Bone Age in Boys Aged 17 Years — Greulich-Pyle Hand and Wrist X-Ray Reference
Bone age assessment using a left-hand and wrist radiograph is a cornerstone of pediatric endocrine and growth evaluation, providing an estimate of skeletal maturity independent of chronological age. The Greulich-Pyle method compares the patient’s radiograph against standardized atlas plates to assign a skeletal age. At 17 years in boys, the assessment is particularly important for evaluating late-pubertal growth, constitutional delay, and estimating remaining growth potential.

Expected Ossification Centers and Skeletal Findings
By 17 years of age in boys, virtually all ossification centers of the hand and wrist are present and well developed. All eight carpal bones — capitate, hamate, triquetral, lunate, scaphoid, trapezium, trapezoid, and pisiform — are typically ossified and approach mature morphology. The pisiform, which appears relatively late (around 11–14 years in boys), is well established by this age.

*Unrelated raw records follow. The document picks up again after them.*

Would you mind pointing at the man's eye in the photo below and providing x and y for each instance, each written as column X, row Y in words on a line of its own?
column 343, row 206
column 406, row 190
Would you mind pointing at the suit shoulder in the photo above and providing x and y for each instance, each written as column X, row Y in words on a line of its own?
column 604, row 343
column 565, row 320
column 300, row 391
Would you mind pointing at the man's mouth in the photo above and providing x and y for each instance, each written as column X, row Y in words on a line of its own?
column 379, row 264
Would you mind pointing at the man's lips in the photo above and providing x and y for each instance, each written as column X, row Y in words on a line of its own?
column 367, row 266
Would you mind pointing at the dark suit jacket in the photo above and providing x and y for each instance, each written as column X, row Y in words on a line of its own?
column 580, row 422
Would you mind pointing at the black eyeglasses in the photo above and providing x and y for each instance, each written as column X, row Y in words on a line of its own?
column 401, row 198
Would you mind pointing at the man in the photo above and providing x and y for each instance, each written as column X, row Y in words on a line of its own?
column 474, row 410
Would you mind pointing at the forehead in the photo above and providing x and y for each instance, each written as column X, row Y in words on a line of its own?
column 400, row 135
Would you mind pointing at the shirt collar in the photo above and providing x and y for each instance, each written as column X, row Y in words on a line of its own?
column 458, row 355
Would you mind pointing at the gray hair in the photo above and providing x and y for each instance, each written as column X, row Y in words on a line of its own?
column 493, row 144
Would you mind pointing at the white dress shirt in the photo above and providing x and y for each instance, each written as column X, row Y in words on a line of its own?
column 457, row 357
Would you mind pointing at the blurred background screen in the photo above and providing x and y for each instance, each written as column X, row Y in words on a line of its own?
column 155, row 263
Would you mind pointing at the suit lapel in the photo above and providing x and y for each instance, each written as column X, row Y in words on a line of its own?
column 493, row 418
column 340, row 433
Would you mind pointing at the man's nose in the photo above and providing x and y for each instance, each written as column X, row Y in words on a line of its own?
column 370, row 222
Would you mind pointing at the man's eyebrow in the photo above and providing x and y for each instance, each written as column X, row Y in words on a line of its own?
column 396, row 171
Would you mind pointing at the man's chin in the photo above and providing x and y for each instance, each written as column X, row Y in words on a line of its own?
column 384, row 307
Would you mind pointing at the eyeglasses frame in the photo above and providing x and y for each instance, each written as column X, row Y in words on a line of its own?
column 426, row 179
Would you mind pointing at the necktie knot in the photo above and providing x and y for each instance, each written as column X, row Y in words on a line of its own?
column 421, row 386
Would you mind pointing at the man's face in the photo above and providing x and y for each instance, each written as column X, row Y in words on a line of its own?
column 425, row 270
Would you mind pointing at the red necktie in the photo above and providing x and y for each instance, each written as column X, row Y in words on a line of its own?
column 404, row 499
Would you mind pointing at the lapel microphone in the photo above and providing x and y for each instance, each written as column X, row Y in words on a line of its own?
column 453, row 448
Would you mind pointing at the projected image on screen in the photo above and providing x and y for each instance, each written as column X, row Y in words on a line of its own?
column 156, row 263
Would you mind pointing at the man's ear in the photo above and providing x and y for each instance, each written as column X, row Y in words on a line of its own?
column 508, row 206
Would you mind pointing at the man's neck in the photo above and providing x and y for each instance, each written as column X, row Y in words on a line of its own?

A defining skeletal feature at this stage is the progressive fusion of epiphyses to their respective metaphyses. The distal radial and ulnar epiphyses, present since early childhood, are typically in an advanced stage of fusion or may show complete fusion in skeletally mature individuals. Epiphyseal fusion of the phalanges generally proceeds from distal to proximal; the distal phalangeal epiphyses often fuse first, followed by middle and proximal phalangeal epiphyses. The metacarpal epiphyses are also typically fusing or fused by this age.
- Carpal bones: All eight present; mature or near-mature morphology expected.
- Distal radius and ulna: Epiphyses in advanced fusion or completely fused.
- Phalangeal epiphyses: Fusion progressing or complete, particularly at distal and middle phalanges.
- Sesamoid of the thumb: Fully ossified; typically appears peripubertally (around 13–15 years in boys) and is well established by 17 years.
- Metacarpal epiphyses: Fusing or fused in skeletally advanced individuals.
Clinical Pearls
At 17 years, the standard deviation for bone age in boys spans approximately ±10–12 months, meaning a skeletal age of roughly 15.5–18+ years may still fall within a broad normal range. Girls’ skeletal maturation typically runs approximately 1–2 years ahead of boys at equivalent chronological ages, a difference that narrows as full maturity approaches. A bone age significantly advanced beyond 17 years in a boy suggests early epiphyseal fusion and reduced residual growth potential, as seen in conditions such as precocious puberty or exogenous androgen exposure. Conversely, a notably delayed bone age may point toward constitutional delay of growth and puberty, hypogonadism, growth hormone deficiency, or hypothyroidism. A key interpretive pitfall at this age is over-relying on a single radiograph without correlating pubertal staging (Tanner stage) and growth velocity data, as epiphyseal fusion timing varies considerably between individuals. Reference: Greulich WW, Pyle SI. Radiographic Atlas of Skeletal Development of the Hand and Wrist. 2nd ed. Stanford University Press, 1959.